Internet & Tech

Factory stoppage

Samsung supplier shuts down in Suzhou

Samsung w

On its corporate website BKE&T, a screen manufacturer and a supplier for Samsung, describes its employees as fearless and full of passion. Both attributes have been very clearly on display over the past month after the company’s Chinese workers decided they would not take their plant’s closure in Suzhou lightly.

Their South Korean employers, meanwhile, demonstrated the company’s maxim of ‘speedy management’ having suddenly disappeared a few weeks earlier.

As Caixin Weekly and China Times have both reported, the company’s HR department posted a leave notification on June 24, informing the plant’s 600 workers that production was being temporarily halted as the company had no orders. It said production would resume at the earliest on July 6 after the general manager returned from Korea with new orders in hand for its TFT-LCD screens.

However, the employees decided to take the unexplained departure of BKE&T’s legal representative and CFO as a more accurate indicator of what was to come.
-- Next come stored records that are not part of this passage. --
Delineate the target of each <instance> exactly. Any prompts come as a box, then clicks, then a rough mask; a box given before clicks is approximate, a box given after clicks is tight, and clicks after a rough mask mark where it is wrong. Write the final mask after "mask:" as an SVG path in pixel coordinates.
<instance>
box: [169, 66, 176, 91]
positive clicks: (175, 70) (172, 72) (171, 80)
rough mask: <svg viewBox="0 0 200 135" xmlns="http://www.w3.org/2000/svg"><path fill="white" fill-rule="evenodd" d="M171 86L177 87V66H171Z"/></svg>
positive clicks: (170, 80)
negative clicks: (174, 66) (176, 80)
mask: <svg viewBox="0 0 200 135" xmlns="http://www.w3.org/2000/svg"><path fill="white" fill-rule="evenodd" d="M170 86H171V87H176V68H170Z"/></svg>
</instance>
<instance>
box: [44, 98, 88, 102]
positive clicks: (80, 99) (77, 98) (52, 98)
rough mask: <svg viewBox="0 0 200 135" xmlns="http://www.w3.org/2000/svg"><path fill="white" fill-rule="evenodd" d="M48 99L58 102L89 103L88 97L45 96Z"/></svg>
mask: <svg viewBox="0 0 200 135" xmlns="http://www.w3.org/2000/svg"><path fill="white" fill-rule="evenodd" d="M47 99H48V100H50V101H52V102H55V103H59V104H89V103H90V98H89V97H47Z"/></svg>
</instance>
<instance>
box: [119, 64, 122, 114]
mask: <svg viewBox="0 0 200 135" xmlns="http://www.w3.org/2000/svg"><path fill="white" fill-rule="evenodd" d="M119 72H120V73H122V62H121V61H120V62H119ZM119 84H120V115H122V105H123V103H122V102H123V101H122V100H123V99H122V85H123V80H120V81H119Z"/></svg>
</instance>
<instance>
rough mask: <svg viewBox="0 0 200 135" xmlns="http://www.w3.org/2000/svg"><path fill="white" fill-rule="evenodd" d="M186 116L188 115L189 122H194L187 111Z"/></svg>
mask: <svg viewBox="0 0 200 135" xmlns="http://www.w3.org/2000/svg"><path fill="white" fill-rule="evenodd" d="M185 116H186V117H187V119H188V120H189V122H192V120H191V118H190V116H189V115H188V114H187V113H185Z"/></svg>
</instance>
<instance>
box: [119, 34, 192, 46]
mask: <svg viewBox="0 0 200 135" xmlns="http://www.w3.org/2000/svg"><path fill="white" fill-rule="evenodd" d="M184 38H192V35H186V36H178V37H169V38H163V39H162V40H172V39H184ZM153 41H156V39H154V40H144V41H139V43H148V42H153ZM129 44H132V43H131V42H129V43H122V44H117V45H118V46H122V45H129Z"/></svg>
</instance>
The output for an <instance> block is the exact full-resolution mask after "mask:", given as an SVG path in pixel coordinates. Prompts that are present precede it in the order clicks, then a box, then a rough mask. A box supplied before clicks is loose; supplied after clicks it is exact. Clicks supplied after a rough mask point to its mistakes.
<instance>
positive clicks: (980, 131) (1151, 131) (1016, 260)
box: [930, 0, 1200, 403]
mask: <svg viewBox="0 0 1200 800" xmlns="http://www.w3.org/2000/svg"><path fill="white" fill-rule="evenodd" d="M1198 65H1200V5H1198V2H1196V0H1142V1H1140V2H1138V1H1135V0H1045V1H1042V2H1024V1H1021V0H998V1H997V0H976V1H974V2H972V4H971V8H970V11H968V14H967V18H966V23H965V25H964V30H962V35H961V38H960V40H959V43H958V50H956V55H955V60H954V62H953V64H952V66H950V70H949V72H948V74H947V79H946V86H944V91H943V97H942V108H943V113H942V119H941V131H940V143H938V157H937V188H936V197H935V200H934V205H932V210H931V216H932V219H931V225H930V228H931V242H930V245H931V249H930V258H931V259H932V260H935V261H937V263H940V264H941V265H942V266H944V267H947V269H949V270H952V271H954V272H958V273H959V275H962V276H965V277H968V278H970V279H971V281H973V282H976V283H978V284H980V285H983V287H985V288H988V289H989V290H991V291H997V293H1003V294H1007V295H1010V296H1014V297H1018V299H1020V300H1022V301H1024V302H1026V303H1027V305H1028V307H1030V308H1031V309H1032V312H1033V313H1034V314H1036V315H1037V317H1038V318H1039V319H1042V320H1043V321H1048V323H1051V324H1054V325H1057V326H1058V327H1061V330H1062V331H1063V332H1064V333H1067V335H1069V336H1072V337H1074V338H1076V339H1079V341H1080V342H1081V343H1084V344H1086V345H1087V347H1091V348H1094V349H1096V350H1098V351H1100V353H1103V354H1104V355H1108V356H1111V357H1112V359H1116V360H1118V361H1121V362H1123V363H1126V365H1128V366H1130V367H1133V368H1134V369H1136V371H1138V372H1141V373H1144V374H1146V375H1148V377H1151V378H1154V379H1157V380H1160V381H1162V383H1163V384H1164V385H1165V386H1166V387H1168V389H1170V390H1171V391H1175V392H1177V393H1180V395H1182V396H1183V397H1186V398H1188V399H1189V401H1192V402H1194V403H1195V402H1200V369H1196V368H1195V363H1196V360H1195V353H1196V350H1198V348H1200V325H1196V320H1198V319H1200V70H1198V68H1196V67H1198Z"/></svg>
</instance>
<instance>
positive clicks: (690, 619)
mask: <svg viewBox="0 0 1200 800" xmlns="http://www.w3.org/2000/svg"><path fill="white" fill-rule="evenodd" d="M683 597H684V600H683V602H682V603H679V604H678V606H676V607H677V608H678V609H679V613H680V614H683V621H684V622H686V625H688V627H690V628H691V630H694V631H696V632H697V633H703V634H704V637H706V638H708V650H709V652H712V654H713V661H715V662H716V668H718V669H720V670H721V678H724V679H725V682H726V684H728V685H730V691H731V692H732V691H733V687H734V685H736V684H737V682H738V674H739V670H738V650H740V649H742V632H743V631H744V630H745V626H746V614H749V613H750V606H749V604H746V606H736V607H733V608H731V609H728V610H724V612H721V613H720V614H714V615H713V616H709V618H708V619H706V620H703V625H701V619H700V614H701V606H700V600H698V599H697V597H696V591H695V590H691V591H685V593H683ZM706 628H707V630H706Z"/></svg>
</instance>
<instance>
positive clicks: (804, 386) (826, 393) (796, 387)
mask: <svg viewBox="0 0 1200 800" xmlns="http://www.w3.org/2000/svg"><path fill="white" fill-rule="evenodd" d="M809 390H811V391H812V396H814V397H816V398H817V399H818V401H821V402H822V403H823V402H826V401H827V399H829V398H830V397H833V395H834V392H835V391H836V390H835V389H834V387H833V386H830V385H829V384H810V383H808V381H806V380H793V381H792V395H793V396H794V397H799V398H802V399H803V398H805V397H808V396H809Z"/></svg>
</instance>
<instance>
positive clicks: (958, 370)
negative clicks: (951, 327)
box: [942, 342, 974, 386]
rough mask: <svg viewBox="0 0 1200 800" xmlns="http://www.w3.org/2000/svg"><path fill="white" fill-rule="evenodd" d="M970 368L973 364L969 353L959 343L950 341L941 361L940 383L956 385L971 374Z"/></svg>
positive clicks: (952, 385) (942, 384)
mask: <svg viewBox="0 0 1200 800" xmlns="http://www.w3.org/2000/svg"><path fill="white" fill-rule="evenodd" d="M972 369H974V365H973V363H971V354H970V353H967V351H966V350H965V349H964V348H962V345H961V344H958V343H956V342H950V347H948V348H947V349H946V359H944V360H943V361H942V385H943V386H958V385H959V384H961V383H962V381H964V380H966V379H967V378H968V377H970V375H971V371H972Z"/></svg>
So they began demanding compensation outside a second Samsung plant in the Wujiang Industrial Park. Suppliers, who had been owed money since December, also joined them.

Caixin Weekly and China Times agree that in retrospect the warning signs had been there for a while. BKE&T has been barring its middle-ranking Chinese executives from attending management meetings since the middle of last year. The warehouse, which stocked the raw materials to produce the company’s TVs and smartphone display panels, had suddenly been cleared on June 19.

The situation was only resolved after a group of employees indulged in a spot of boss-napping, holding four South Korean managers against their will. A local labour bureau then intervened and negotiated a termination plan, which will see employees receive one month’s salary for every year they have been employed.

Both news outlets have also been reflecting on the bigger picture in respect to the closure. Was it due to poor local management, or a sign of wider difficulties within the Samsung Group? Like so much of corporate Korea, BKE&T has a complicated lineage. Its parent, Bokwang Group, houses a number of Samsung spin-offs and is run by Hong Seok-gyu, brother-in-law of Samsung chairman Lee Kun-hee.

According to a filing with the Korean Stock Exchange, BKE&T submitted a restructuring plan with the Korean courts on June 17 after running up losses because of a sudden “market drop for the products of its main customer Nokia”.

Both Nokia and Samsung have seen their margins and revenues threatened by cheaper Chinese rivals such as Xiaomi, ZTE and Huawei. In the premium section of the market, Samsung has also been losing out to Apple since it started selling large screen iPhones.

BKE&T’s Chinese employees tell Caixin Weekly that Samsung set all the plant’s prices, selected its suppliers and purchased all of its output. At its height the plant had been operating 24 production lines and employed 1,000 staff. Earlier this year, this had been whittled down to just four production lines.

Another employee informs China Times the plant had been recording a gross margin of 8%, although almost two thirds of this was being repatriated back to Korea in the form of a technical support fee. He also complained that the plant had to pay depreciation fees even though most of the equipment, which had been shipped in from Korea, was already very old.

A Samsung representative tells Caixin Weekly the closure of one foundry does not signify wider troubles at the group even though its Chinese mobile phone shipments were only 9.3 million units during the first quarter, 54.8% down on the same period last year. During the second quarter, Samsung Electronics also posted its seventh straight profit decline, with revenues coming in 8% below analysts’ estimates. Since the middle of March the stock has slid 18.5%.

Recent events do not play well for Samsung’s stated grand plans for China where it ranks as one of the country’s largest foreign investors. As recently as January, its Greater China president Zhang Yuanyi was telling Guangzhou Daily the group planned total investments in the country of $30 billion by 2030, up from $16.8 billion in 2013.